There is a lesson in this story not just for sports radio, but for any form of media or entertainment. Even your most dedicated listeners are not dedicated to you. They are dedicated to what you do for them.
I can get better memes and commentary from Instagram and Twitter respectively. What those social networking sites can’t give me that Facebook can is the reach. I am dedicated to the reach Facebook provides.
The Lakers recently learned this lesson with their coaching search. No one in their right mind thinks the team hired a bum in Frank Vogel, but he wasn’t the Lakers’ top target either. Monty Williams and Ty Lue both said thanks but no thanks when it became clear that certain conditions would have to be met before they were offered the job. Apparently, the minute you demand Jason Kidd be on a potential hire’s coaching staff is the moment you learn what your brand value is.

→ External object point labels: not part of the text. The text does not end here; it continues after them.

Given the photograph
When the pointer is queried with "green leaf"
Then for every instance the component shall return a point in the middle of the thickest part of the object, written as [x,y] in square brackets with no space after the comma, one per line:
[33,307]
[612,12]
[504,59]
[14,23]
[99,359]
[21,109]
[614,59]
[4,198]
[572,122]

Los Angeles has a very different place in the NBA landscape in 2019 than it did in the Showtime era. Lakers owner Jeanie Buss and GM Rob Pelinka were operating under the assumption that the value of the Laker brand was the name and the history. They assumed that coaches would bow to their demands because coaching the Lakers was very different and more prestigious than other jobs in the league.
Welcome to reality.
The Lakers are not close to winning a title, they don’t seem to be a realistic destination for any top free agent, and Lebron James doesn’t have a lot of patience for coaches that aren’t his guy. The Lakers brand had value in the 1980s and early 2000s because it was an easy place to win. The brand is special when two of the top five players in the NBA are wearing purple and yellow.
LA’s roster currently consists of a version of Lebron that doesn’t play defense and a bunch of guys that “could be special.” There are only 30 of these jobs in the world. I am not saying no one wants to be the Lakers coach. I am saying one of the selling points of being the Lakers’ head coach in 2019 can’t be “you get to say you’re the coach of the Lakers.”
Brand’s values rise and fall. The value of the brand is directly tied to what it does for the consumer.
Your station may be the heritage sports radio brand in the market. That is good. There is value in name recognition, but have you evolved? Have you done the things necessary to protect your position and reputation?
Heritage brands that lean on heritage risk becoming the chicken that never tries to run when the pen door is open. Why would she try anything new? She doesn’t need to run, she gets all the food she could ever want on the farm. She is literally fat and happy. It’s already too late by the time she realizes she was ever in trouble.
Any station challenging a heritage brand is always looking for its weakness. Has the station had the same hosts on for years and now they sound old and out of touch? Is the brand not taking its digital and social media presence seriously simply because it never had to before? Does the brand have an overly cozy relationship with the local teams and is more interested in blowing smoke up ownership’s ass than being honest or critical when the team is bad?
Heritage is only a strength that goes so far. Honestly, our listeners don’t give a damn which sports station came first. They will choose the more compelling content every time. They aren’t your P1s and they don’t take your host’s word as gospel because of the call letters or because in 1994 you did a great stunt to welcome an expansion team to town. They are dedicated to you because you meet their exact needs at the exact right time.